How does this feature react if the API server and/or etcd is unavailable?
kube-scheduler won’t receive Pods The effect is no more than it be without the feature.
What are other known failure modes?
- Pod scheduling is slow
  - Detection: Pod startup time is too high.
  - Diagnostics: Use the framework_extension_point_duration_seconds scheduler metric with label extension_point values PreScore and/or Score.
  - Mitigations: Disable the Feature Gate DefaultPodTopologySpreading in kube-scheduler.
  - Testing: There are performance dashboards.
- Pods of a Service/ReplicaSet/ReplicationController/StatefulSet are not properly spread: spread is either too weak or too strong.
  - Detection: Too many pods belonging to the same Service/ReplicaSet/ReplicationController/StatefulSet are scheduled in a few nodes or are spread in too many nodes.
  - Mitigations: Use Pod Topology spreading in your PodSpecs.
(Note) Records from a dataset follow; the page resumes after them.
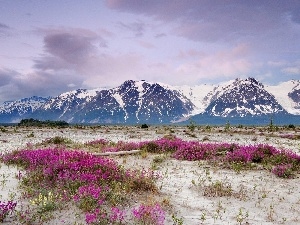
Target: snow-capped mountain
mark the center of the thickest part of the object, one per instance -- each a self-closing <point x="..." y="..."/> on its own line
<point x="131" y="102"/>
<point x="134" y="102"/>
<point x="288" y="95"/>
<point x="11" y="111"/>
<point x="148" y="102"/>
<point x="242" y="98"/>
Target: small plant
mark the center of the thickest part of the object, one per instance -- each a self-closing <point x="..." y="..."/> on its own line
<point x="30" y="135"/>
<point x="283" y="171"/>
<point x="3" y="129"/>
<point x="227" y="126"/>
<point x="144" y="126"/>
<point x="176" y="220"/>
<point x="45" y="202"/>
<point x="218" y="189"/>
<point x="6" y="208"/>
<point x="149" y="214"/>
<point x="203" y="217"/>
<point x="192" y="126"/>
<point x="241" y="216"/>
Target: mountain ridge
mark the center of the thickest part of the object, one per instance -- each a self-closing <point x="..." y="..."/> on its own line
<point x="140" y="101"/>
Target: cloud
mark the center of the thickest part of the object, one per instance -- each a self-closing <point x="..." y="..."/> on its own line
<point x="3" y="26"/>
<point x="6" y="76"/>
<point x="138" y="28"/>
<point x="4" y="29"/>
<point x="206" y="20"/>
<point x="230" y="63"/>
<point x="292" y="70"/>
<point x="79" y="61"/>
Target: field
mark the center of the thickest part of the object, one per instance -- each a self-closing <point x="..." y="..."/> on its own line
<point x="181" y="175"/>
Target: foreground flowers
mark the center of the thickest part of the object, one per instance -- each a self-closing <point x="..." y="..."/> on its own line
<point x="94" y="183"/>
<point x="100" y="187"/>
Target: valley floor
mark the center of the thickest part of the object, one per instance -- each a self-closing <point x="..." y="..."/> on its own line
<point x="256" y="197"/>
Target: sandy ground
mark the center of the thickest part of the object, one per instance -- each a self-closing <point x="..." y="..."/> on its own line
<point x="258" y="196"/>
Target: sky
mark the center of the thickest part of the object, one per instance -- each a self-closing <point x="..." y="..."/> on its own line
<point x="48" y="47"/>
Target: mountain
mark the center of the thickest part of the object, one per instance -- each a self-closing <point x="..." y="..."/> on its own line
<point x="147" y="102"/>
<point x="132" y="102"/>
<point x="12" y="111"/>
<point x="243" y="98"/>
<point x="288" y="95"/>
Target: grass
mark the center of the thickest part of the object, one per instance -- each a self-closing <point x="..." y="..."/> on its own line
<point x="48" y="182"/>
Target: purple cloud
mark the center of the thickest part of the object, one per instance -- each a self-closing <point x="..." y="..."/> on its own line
<point x="137" y="28"/>
<point x="209" y="20"/>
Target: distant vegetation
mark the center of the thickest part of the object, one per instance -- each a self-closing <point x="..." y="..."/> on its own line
<point x="37" y="123"/>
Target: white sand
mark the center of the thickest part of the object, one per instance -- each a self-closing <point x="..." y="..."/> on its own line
<point x="259" y="196"/>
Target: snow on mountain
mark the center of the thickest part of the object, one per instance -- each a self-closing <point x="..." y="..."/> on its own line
<point x="137" y="101"/>
<point x="141" y="101"/>
<point x="197" y="94"/>
<point x="22" y="106"/>
<point x="242" y="98"/>
<point x="284" y="93"/>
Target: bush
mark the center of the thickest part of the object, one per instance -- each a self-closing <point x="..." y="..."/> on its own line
<point x="144" y="126"/>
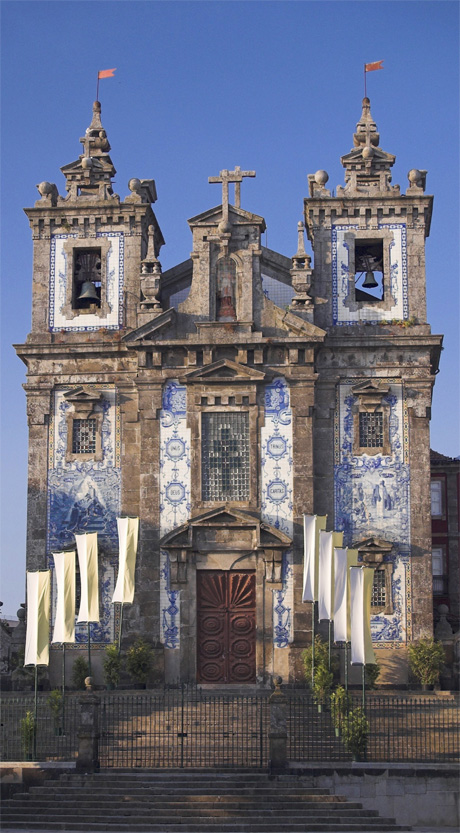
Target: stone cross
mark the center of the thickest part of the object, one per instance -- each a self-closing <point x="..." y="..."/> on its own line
<point x="225" y="177"/>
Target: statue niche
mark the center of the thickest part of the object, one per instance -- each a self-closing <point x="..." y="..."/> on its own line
<point x="225" y="289"/>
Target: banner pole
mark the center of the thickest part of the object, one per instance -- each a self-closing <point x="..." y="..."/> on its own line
<point x="312" y="644"/>
<point x="89" y="649"/>
<point x="35" y="712"/>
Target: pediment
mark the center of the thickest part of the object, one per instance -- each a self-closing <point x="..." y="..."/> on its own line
<point x="151" y="328"/>
<point x="291" y="323"/>
<point x="223" y="370"/>
<point x="226" y="530"/>
<point x="237" y="216"/>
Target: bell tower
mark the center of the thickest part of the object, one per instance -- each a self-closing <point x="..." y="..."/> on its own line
<point x="376" y="373"/>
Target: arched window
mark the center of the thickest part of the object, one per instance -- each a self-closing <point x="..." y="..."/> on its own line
<point x="225" y="290"/>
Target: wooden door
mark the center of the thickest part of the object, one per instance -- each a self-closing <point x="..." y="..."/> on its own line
<point x="226" y="626"/>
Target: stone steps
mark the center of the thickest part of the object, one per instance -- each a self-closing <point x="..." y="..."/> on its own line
<point x="186" y="802"/>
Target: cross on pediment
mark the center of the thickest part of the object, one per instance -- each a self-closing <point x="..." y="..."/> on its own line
<point x="225" y="177"/>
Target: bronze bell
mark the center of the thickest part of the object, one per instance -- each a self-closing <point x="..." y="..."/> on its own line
<point x="369" y="281"/>
<point x="88" y="292"/>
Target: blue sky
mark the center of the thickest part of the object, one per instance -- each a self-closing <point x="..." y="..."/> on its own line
<point x="201" y="86"/>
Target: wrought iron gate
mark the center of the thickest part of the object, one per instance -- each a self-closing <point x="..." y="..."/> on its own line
<point x="184" y="727"/>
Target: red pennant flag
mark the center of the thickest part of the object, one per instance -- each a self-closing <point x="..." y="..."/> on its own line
<point x="375" y="65"/>
<point x="107" y="73"/>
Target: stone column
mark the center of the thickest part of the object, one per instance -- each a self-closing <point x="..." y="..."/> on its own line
<point x="278" y="728"/>
<point x="88" y="733"/>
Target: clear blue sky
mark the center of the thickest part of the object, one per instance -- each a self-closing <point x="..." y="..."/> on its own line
<point x="202" y="86"/>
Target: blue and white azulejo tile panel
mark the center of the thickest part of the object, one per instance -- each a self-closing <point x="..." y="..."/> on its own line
<point x="277" y="490"/>
<point x="174" y="497"/>
<point x="61" y="274"/>
<point x="372" y="498"/>
<point x="342" y="280"/>
<point x="84" y="496"/>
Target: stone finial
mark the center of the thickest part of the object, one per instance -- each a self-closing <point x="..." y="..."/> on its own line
<point x="151" y="276"/>
<point x="417" y="181"/>
<point x="316" y="184"/>
<point x="301" y="274"/>
<point x="48" y="193"/>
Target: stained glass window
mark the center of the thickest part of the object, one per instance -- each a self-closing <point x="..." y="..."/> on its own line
<point x="370" y="430"/>
<point x="84" y="436"/>
<point x="225" y="456"/>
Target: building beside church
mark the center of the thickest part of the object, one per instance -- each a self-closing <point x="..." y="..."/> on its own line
<point x="222" y="399"/>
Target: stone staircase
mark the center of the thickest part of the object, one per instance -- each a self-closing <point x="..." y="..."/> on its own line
<point x="186" y="801"/>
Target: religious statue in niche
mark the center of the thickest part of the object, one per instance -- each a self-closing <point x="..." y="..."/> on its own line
<point x="225" y="286"/>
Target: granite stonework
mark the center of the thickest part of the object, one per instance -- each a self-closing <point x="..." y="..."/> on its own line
<point x="298" y="352"/>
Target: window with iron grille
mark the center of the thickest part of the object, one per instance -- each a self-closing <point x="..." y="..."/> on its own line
<point x="225" y="456"/>
<point x="84" y="436"/>
<point x="379" y="595"/>
<point x="370" y="430"/>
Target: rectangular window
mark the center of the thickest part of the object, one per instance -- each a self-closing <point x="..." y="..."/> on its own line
<point x="370" y="430"/>
<point x="436" y="499"/>
<point x="225" y="456"/>
<point x="437" y="566"/>
<point x="379" y="596"/>
<point x="84" y="436"/>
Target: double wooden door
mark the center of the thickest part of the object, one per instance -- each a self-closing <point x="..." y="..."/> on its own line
<point x="226" y="626"/>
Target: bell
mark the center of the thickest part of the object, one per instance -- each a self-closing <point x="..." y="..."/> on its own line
<point x="369" y="281"/>
<point x="88" y="292"/>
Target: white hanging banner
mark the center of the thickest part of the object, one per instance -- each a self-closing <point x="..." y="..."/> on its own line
<point x="128" y="533"/>
<point x="327" y="542"/>
<point x="361" y="579"/>
<point x="64" y="623"/>
<point x="312" y="524"/>
<point x="344" y="558"/>
<point x="89" y="577"/>
<point x="38" y="618"/>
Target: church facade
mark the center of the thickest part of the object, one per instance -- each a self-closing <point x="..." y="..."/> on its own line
<point x="223" y="399"/>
Or modify the default constraints for the PodTopologySpread plugin to your preference.
  - Diagnostics: N/A
  - Testing: E2E tests ensure that Pods are evenly spread in a clusters with only one Service.
What steps should be taken if SLOs are not being met to determine the problem?

If startup latency is in violation, there is the possibility that it’s due to this feature.

Determine if the scheduler is the culprit: Check for significant latency in e2e_scheduling_duration_seconds.
The feature only affects scheduling algorithms, thus you can check for significant latency in scheduling_algorithm_duration_seconds.
To check if this feature is the culprit, look for significant latency in framework_extension_point_duration_seconds, using label extension_point with values PreScore and Score.
Try disabling the Feature Gate DefaultPodTopologySpreading.

Implementation History

2019-09-26: Initial KEP sent out for review.
2020-01-20: KEP updated to make use of framework’s PluginConfig.
2020-05-04: Update completed tasks and target alpha for 1.19.
2020-09-21: Add Beta graduation criteria and PRR.
2022-01-08: Graduate the feature to GA.

Alternatives

Make the topology keys used in SelectorSpread configurable.
While this moves the scheduler in the right direction, there are two problems:
1. We can only support one topology key.
2. It makes it hard for pods to override the operator-provided spreading rules.
Implement a mutating controller that sets defaults.
This approach would likely allow us to provide a more flexible interface that can set defaults for specific namespaces or with other selectors. However, that wouldn’t allow us to replace SelectorSpread with PodTopologySpread.